Lors de la création d’un profil, Arc permet de choisir en quelques clics les Spaces qui s’y rattachent. L’intérêt principal est de pouvoir utiliser différents identifiants, par exemple son Gmail perso ou un compte Google Apps Pro, et des favoris distincts, les icônes qui s’affichent en permanence dans la barre latérale. C’est une bonne idée, là encore pas forcément originale, mais tellement pertinente qu’Apple s’en inspire déjà pour Safari dans macOS Sonoma.
À ce stade, je me dis que j’ai peut-être trouvé mon navigateur “pro”. En grattant un peu, je trouve encore quelques réserves qui m’empêchent de l’adopter définitivement.
Un arc pas tout à fait accompli
Depuis la sortie de la bêta sur invitation, tous les utilisateurs de Mac de mes cercles vantent les mérites d’Arc, affirment qu’il a changé leur façon d’utiliser Internet, qu’ils ne pourraient plus utiliser d’autre navigateur… Bon, j’entends, mais il y a quelques points qui me chagrinent encore un peu.
La première concerne les raccourcis clavier. Il y en a énormément, et c’est une bonne chose pour le côté “power user”… Si on aime les raccourcis clavier. Ce n’est pas mon cas. Je peine toujours à les mémoriser, et quand j’arrive enfin à le faire, je n’ai pas spécialement envie qu’un navigateur web prenne la main dessus.

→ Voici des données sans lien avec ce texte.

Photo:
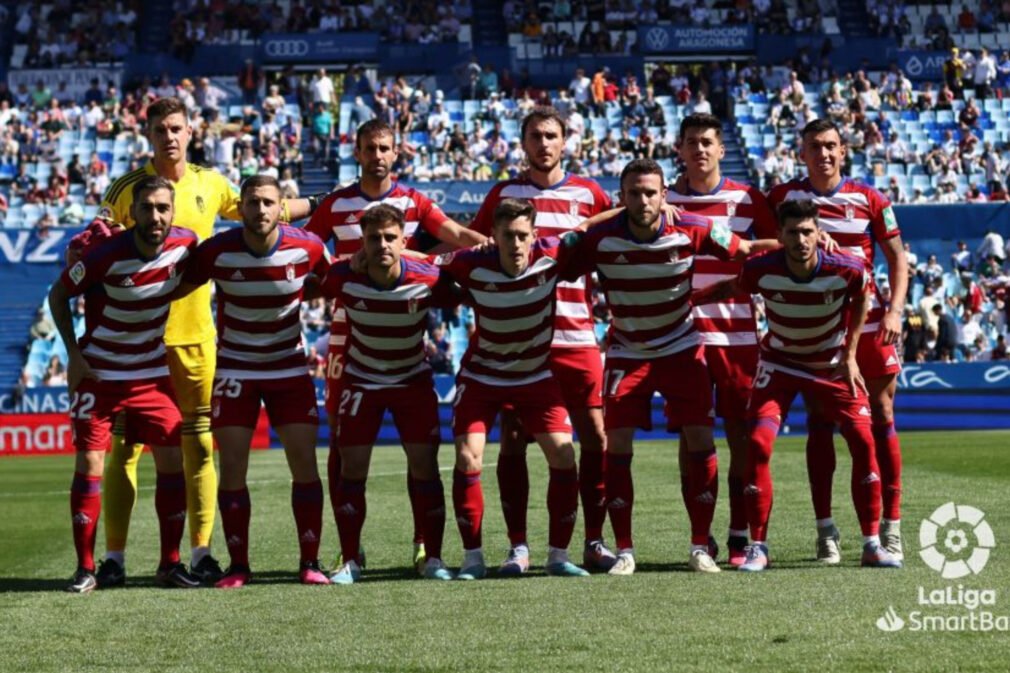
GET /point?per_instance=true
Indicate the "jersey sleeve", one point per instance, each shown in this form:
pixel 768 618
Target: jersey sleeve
pixel 484 220
pixel 318 223
pixel 718 241
pixel 883 222
pixel 201 263
pixel 429 216
pixel 228 199
pixel 765 225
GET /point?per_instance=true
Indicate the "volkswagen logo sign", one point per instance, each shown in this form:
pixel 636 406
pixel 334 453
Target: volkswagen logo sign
pixel 287 47
pixel 657 38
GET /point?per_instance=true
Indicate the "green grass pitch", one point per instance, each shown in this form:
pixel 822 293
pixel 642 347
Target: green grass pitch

Car des raccourcis clavier, on en trouve aussi dans les applications web. J’utilise régulièrement Google Documents, et comme j’écris dans Google Docs, j’ai recours à l’affichage du nombre de mots, qui s’active sur Mac par le raccourcis Cmd + Maj + C. Ce raccourci est “squatté” par Arc pour copier une URL. On peut simplement supprimer un raccourci clavier, et à vrai dire, je n’ai pas rencontré beaucoup d’autres conflits, mais c’est le premier navigateur qui m’empêche par défaut d’utiliser cette fonction dans Docs.
L’autre point, j’en ai déjà touché un mot plus haut : la “découvrabilité” parfois hasardeuse de certaines fonctions comme l’affichage de pages web en “Split View”, planqué derrière un survol de quelques pixels de large. La possibilité d’afficher deux pages web côte à côte ou l’une en dessous de l’autre est plaisante, mais à vrai dire, je n’ai même pas deviné de moi-même qu’on pouvait tout simplement glisser/déposer un onglet à l’endroit souhaité.
Je vais continuer à utiliser Arc régulièrement. On a encore un bout de chemin à accomplir pour s’apprivoiser. J’apprécie les choix effectués par The Browser Company, et le fait qu’il s’agisse de choix et pas simplement de possibilités supplémentaires offertes qui ajoutent de la complexité à l’expérience. Pour autant, je ne peux pas m’empêcher de penser que l’éditeur a un peu trop confiance en sa position d’acteur “disrupteur” qui espère que les utilisateurs vont voir la lumière et “redécouvrir Internet”. C’est une promesse ambitieuse, mais Internet est toujours là pour nous rappeler qu’il n’a pas beaucoup changé.